Je me suis relevée rapidement, mon pistolet à la main. Qui que ce soit qui avait fait ça, il allait le payer. Et, cela, très rapidement. Par le sang.
Deux hommes, emmitouflés dans des énormes manteaux nous faisaient face. L'un tenait à la main l'arc qui avait failli me causer un décès prématuré, l'autre possédait une grande épée. Je les ai menacés de mon arme.
"Lâchez ce que vous avez et déclinez vos noms. Et, je te préviens, l'archer, si tu tentes quoi que ce soit, tu n'auras même pas le temps de penser à le bander que tu auras déjà une balle dans le crâne."
Ils s'exécutèrent lentement. J'eus un rictus. Amateurs. Ce qui, en soit, rendait encore plus ridicule le fait qu'on ait pu se faire prendre en surprise par eux. Celui à l'épée était assez rondouillet. Il prit la parole :
"Moi c'est Thomas et l'autre là c'est Derek. On... on est désolé. On... on voulait pas vous blesser... On...
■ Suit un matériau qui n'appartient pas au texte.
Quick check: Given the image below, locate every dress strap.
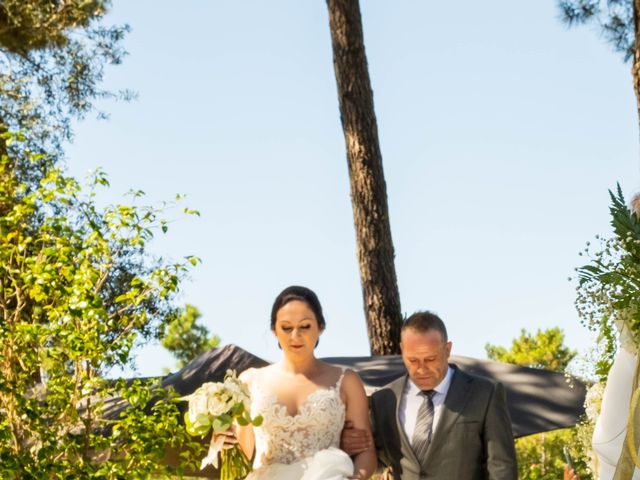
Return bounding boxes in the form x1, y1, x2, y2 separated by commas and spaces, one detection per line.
335, 367, 347, 391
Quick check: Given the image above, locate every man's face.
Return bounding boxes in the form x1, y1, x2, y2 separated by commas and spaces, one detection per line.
400, 328, 451, 390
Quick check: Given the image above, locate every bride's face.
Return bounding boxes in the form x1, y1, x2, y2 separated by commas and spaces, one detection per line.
274, 300, 322, 356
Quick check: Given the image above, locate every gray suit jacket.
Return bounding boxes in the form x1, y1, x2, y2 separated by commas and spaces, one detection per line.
371, 365, 517, 480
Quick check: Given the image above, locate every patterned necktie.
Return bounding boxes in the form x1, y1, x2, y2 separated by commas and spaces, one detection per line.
411, 390, 436, 471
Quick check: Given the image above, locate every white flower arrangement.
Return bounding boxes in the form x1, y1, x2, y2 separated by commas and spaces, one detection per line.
182, 370, 262, 480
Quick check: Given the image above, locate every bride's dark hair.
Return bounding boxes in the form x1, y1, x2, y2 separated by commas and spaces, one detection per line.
271, 285, 326, 330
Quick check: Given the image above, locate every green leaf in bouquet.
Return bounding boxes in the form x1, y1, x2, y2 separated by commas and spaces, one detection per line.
211, 414, 232, 433
184, 412, 211, 437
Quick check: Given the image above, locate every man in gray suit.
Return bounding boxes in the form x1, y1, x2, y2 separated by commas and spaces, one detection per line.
341, 312, 517, 480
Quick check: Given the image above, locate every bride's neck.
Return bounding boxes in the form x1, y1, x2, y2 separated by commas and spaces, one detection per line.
280, 357, 320, 375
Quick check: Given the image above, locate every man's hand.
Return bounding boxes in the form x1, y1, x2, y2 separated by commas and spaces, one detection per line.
564, 465, 580, 480
211, 425, 238, 450
340, 420, 373, 456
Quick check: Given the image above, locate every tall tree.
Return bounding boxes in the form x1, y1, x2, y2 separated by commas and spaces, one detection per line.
160, 304, 220, 368
558, 0, 640, 127
0, 0, 131, 172
327, 0, 402, 355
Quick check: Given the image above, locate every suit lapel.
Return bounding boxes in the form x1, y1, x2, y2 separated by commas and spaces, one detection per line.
391, 375, 420, 465
427, 365, 472, 458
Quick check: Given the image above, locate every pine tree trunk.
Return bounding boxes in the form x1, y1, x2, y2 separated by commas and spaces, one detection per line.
631, 0, 640, 131
327, 0, 402, 355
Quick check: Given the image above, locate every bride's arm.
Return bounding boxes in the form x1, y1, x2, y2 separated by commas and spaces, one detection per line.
234, 368, 256, 460
342, 370, 378, 479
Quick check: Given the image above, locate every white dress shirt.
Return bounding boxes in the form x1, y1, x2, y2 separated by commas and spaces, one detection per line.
398, 367, 453, 441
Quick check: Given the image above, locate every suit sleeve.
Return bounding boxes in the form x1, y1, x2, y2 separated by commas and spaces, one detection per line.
484, 383, 518, 480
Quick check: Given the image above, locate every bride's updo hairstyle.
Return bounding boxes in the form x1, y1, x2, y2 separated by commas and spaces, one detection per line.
271, 285, 326, 331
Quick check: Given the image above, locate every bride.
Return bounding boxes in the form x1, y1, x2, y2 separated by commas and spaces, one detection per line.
225, 286, 376, 480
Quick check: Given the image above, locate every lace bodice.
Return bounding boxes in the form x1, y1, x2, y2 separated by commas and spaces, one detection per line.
251, 369, 345, 468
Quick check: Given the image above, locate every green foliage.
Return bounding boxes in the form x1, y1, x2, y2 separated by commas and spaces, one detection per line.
558, 0, 635, 62
576, 185, 640, 382
516, 428, 593, 480
0, 0, 131, 170
0, 134, 201, 479
485, 327, 592, 480
160, 304, 220, 368
484, 327, 577, 372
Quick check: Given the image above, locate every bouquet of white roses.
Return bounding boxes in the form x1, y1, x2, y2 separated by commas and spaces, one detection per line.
182, 370, 262, 480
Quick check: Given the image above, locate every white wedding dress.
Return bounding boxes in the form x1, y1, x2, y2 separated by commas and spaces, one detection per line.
246, 370, 353, 480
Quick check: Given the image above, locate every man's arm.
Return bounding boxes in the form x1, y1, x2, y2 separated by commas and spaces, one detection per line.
484, 383, 518, 480
340, 420, 373, 456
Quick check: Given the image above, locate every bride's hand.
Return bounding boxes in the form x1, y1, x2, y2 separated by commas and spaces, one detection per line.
564, 465, 580, 480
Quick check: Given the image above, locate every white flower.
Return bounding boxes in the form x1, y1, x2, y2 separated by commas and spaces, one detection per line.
584, 382, 604, 424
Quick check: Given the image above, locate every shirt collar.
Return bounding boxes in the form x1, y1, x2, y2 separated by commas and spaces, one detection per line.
407, 366, 453, 396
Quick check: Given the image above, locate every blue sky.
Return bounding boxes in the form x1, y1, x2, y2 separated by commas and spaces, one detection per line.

-Nous en effet. Vous vouliez nous tuer.
-Mais vous comprenez c'est le jeu et...
-Tais-toi. Tu parleras quand je t'y autoriserais et seulement là. En tant normal, je vous aurais buté tous les deux, mais il est possible que j'ai encore besoin de vous deux."
Je réfléchis quelques secondes avant de reprendre la parole.
"Je vous propose une alliance. Mais, n'oubliez pas, il va falloir obéir à tous mes ordres et gestes."
Ils acquiescèrent la tête rapidement. Ils étaient terrifiés. Ils avaient cru trouver des proies faciles, ils s'étaient confrontés à plus dur qu'eux. En même temps, cela ne semblait pas réellement très compliqué.
Je leur ai tendu la main. Thomas la serra. Je lui ai adressé mon sourire le plus diabolique. Il ne faut jamais faire un pacte avec le diable. Surtout quand celui-ci se nomme Unicorn et qu'il est bien déterminé à gagner.